My mother had come to an abrupt stop and began to tear up. For the rest of the night, my mom and I talked little. As I was drifting off to sleep that night, I wondered what life would be like if I got polio. Would my friends treat me differently? What would change?

* * * *
The next day, Dr. Steinberg came in and gave us a lecture about preventing polio and treating the victims of polio with respect. The oral vaccine didn’t taste as bad as any other medicine I’ve ever taken so it was okay.
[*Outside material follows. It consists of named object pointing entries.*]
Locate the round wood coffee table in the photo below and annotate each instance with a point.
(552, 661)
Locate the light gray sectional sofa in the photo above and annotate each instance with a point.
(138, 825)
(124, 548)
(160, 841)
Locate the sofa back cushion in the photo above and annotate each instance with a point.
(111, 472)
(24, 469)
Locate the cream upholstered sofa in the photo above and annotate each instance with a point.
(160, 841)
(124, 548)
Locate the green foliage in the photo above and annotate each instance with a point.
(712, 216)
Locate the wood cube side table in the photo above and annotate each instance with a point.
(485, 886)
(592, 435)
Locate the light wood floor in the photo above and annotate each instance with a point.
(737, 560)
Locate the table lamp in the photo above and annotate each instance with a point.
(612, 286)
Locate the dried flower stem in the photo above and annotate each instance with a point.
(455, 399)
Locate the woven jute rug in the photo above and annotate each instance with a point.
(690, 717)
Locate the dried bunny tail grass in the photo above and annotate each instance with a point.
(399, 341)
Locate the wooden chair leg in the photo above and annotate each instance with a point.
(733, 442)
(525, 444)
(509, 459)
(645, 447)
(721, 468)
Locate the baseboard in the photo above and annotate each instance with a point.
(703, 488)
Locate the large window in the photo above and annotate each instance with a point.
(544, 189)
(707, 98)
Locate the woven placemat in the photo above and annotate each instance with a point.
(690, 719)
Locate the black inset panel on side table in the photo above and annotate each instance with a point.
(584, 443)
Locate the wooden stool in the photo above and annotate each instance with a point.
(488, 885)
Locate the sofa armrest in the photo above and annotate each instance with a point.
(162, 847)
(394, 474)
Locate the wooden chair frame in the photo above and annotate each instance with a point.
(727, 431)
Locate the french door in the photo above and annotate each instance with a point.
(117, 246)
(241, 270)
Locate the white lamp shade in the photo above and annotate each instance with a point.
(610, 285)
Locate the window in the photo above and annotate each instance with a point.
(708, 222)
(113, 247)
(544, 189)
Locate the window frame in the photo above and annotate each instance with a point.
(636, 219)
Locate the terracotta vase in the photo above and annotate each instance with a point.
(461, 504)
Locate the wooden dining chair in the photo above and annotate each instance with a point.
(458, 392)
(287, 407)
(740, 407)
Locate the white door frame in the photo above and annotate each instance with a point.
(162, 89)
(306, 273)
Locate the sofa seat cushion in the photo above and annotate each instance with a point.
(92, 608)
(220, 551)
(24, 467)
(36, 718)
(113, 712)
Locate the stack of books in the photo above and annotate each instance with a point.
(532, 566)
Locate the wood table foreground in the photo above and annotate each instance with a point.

I was still a bit shaken up from the shocking news, so I told Lily and we discussed how healthy people could comfort or help the polio victims.
The rest of the year continued like this, Lily and I became better friends and everyone warmed up to her too, but this didn’t stay for long. After Christmas break, Lily seemed to come to school less and less, but whenever she was at school, always looked pale and sickly. Most of my friends were too polite to talk about anything and pretended they hadn’t noticed, but almost everyone could foresee what would happen next.
At the end of school, Lily passed away. Everyone in our class went to her funeral and as I sat there, listening to the plaintive tune in the background, I thought of all the times Lily made me feel better and every time she made me laugh. It soon began to rain and everyone was ushered under the tent, but I stood there, next to Lily thinking of every happy moment I had spent with her.